Although federalism rhetoric has played a central role in debates over the Affordable Care Act (ACA), there has been little research on whether the ACA’s implementation reinforced or stymied federalism values, including state autonomy, cooperation, experimentation, and variation. Professors Abbe Gluck and Nicole Huberfeld fill this void in their article What is Federalism in Healthcare For?. Extrapolating from data on the implementation of ACA’s Medicaid expansion and health insurance exchanges, the authors challenge a longstanding assumption among federalism scholarship—that particular structural arrangements best serve federalism goals and values. They instead argue that federalism goals and values are not dependent on any particular architecture of state-federal separation or entanglement but find expression across a range of governance models.
Traditional theories of federalism view state power as derived from separation from the federal government, with federal authority negating state power. Modern federalism scholars characterize any state activity occurring within federal frameworks as subservient. Gluck and Huberfeld, however, find that the ACA’s implementation supports neither view. Instead, they argue that ACA implementation is a story of states exerting power that checked federal authority from within the statute, not from outside it. Furthermore, this dynamic has resulted in extensive policy variation and experimentation within the ACA’s national framework.
The history of the Medicaid expansion illustrates this point. Although the ACA mandated that all states expand their Medicaid programs to cover low-income adults, the Supreme Court declared this mandate unconstitutional in National Federation of Independent Business v. Sebelius (NFIB), re-interpreting the Medicaid expansion as optional for the states. As detailed in Part IV of the article, the NFIB decision led to dynamic intergovernmental state-federal negotiations. With the U.S. Department of Health and Human Services (HHS) eager for as many states as possible to opt for expanding their Medicaid program, states acquired leverage that they used to obtain concessions from HHS, such as permission to funnel their expansion population into the ACA insurance exchanges. Gluck and Huberfeld further note that these dynamic, pragmatic negotiations produced significant policy and legal diversity across states.
Implementation of the ACA’s insurance exchanges reveals a similar dynamic. Under the ACA, states could establish their own state-run exchanges or default to federal-run exchanges. Traditional federalism would predict that the federalism values of state autonomy, experimentation and variation would flourish in the state-run exchanges and be absent from the federal-run exchanges. Yet actual implementation tells another story. To accommodate red states’ desire to outwardly show resistance to the ACA while retaining some policy control over their exchanges, HHS quietly allowed states to retain authority over key components of the federally-run exchanges. This cooperative federalism “led to significant variation across states,” both among those operating their own exchanges and those with nationally run exchanges.
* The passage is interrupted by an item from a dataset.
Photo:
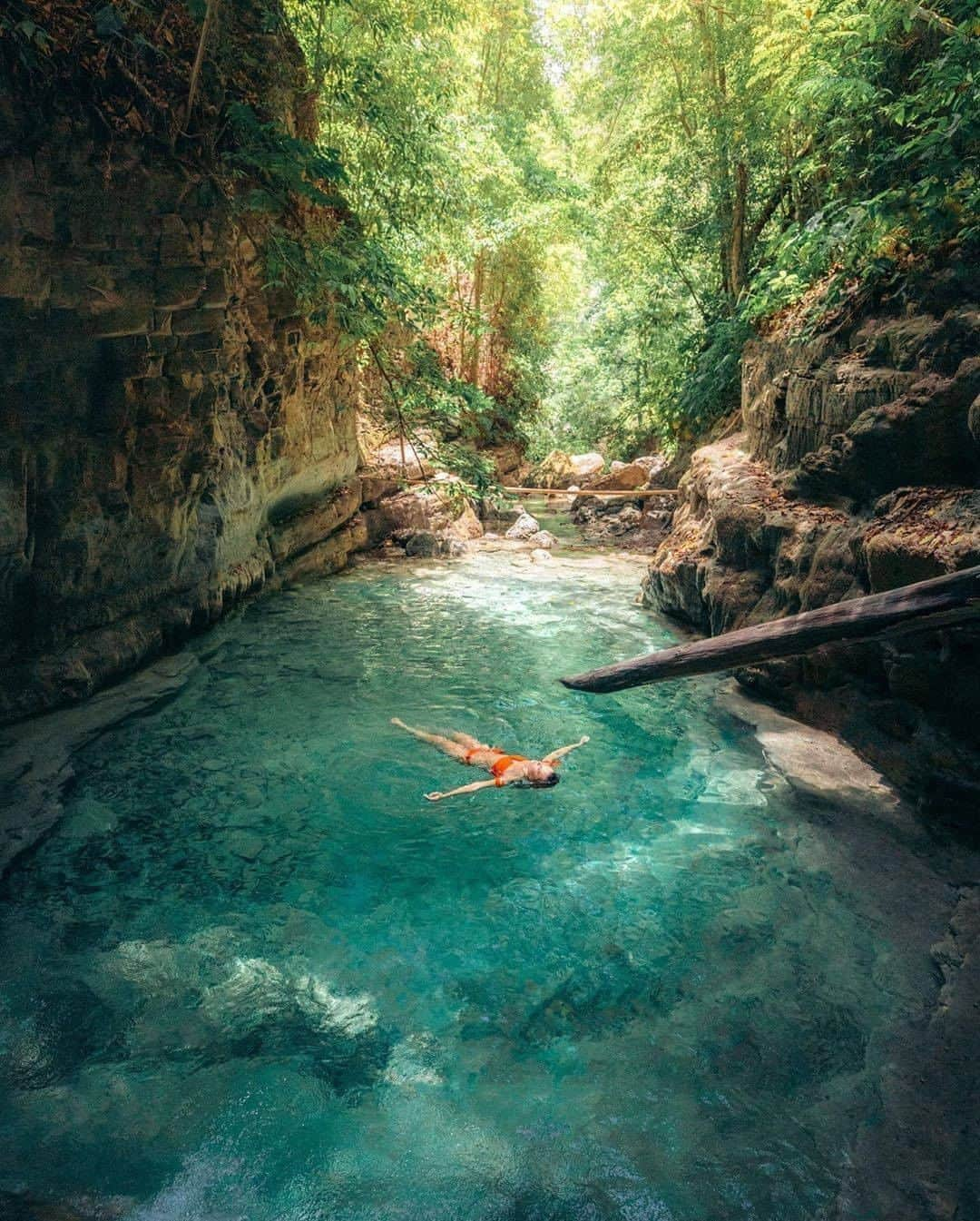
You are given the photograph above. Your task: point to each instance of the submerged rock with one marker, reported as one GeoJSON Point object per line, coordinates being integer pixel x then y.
{"type": "Point", "coordinates": [524, 527]}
As Gluck and Huberfeld note, “national” exchanges ultimately did not mean “uniform.” (P. 1731.)
While these “hybrid” national and state-level solutions promoted experimentation and variation, Gluck and Huberfeld found that they also jeopardized transparency. For example, states with federal exchanges could “hide the fact they were getting federal help from their constituents,” (P. 1700) displaying public resistance to the ACA while quietly working with the federal government to retain state control over key policies. This obfuscation of state cooperation muddles accountability, particularly at the local level.
Gluck and Huberfeld also call into question recent federalism scholarship that sees partisan politics as playing out within a nationalist narrative based on national party affiliation. Rather than finding state actors presenting a united front consistent with their national party’s stand on ACA, legislators, governors, and insurance commissioners from the same party frequently held divergent views. Gluck and Huberfeld argue that the resulting intrastate negotiations among these players suggest “that state democracy itself—a key federalism attribute—is strengthened by these acts of differentiation from the national party.” (P. 1751.)
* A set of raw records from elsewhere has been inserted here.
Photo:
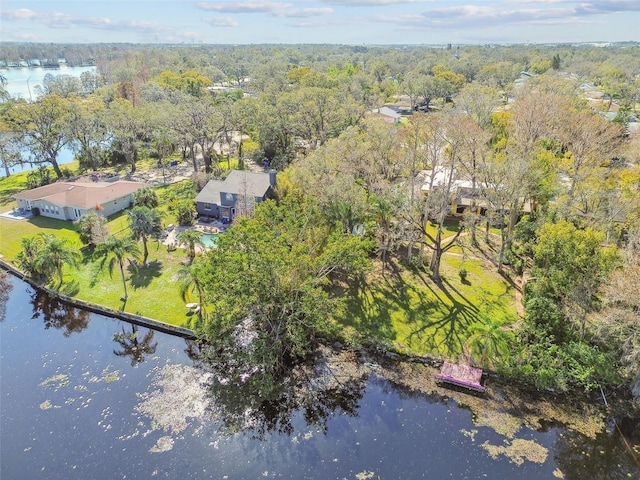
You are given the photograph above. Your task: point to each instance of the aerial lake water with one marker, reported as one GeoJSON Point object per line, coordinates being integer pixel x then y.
{"type": "Point", "coordinates": [22, 83]}
{"type": "Point", "coordinates": [87, 396]}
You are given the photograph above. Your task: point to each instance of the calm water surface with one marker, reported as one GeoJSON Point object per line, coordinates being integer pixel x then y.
{"type": "Point", "coordinates": [22, 83]}
{"type": "Point", "coordinates": [78, 401]}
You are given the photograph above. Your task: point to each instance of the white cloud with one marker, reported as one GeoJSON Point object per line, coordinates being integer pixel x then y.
{"type": "Point", "coordinates": [275, 9]}
{"type": "Point", "coordinates": [222, 22]}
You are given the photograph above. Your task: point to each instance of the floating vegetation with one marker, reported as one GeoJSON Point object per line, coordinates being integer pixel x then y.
{"type": "Point", "coordinates": [46, 405]}
{"type": "Point", "coordinates": [180, 393]}
{"type": "Point", "coordinates": [164, 444]}
{"type": "Point", "coordinates": [365, 475]}
{"type": "Point", "coordinates": [106, 376]}
{"type": "Point", "coordinates": [469, 433]}
{"type": "Point", "coordinates": [518, 451]}
{"type": "Point", "coordinates": [501, 422]}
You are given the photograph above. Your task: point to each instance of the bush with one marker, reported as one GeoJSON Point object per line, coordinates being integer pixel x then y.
{"type": "Point", "coordinates": [463, 274]}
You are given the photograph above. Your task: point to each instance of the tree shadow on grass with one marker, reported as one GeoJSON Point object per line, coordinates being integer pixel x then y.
{"type": "Point", "coordinates": [142, 275]}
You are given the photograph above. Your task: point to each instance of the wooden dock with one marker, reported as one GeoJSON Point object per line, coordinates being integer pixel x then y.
{"type": "Point", "coordinates": [461, 375]}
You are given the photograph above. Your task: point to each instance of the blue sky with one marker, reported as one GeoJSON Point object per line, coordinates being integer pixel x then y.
{"type": "Point", "coordinates": [355, 22]}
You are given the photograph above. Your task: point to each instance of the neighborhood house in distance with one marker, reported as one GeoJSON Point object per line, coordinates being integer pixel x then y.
{"type": "Point", "coordinates": [235, 195]}
{"type": "Point", "coordinates": [71, 200]}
Finally, Gluck and Huberfeld raise important questions about what purposes federalism serves in health policy. Should federalism in health care improve health policy goals such as improved access, higher quality care, and lower costs? Or is the goal to advance political or constitutional values independent of policy ends, such as maintaining a balance of power between states and the federal government in the healthcare policy arena? Gluck and Huberfeld caution that this lack of conceptual clarity makes it difficult to evaluate whether federalism in healthcare serves its ostensible purposes and is worth defending. Policymakers and scholars should be mindful of this difficulty when debating the future of the ACA and possible reforms such as a single-payor system.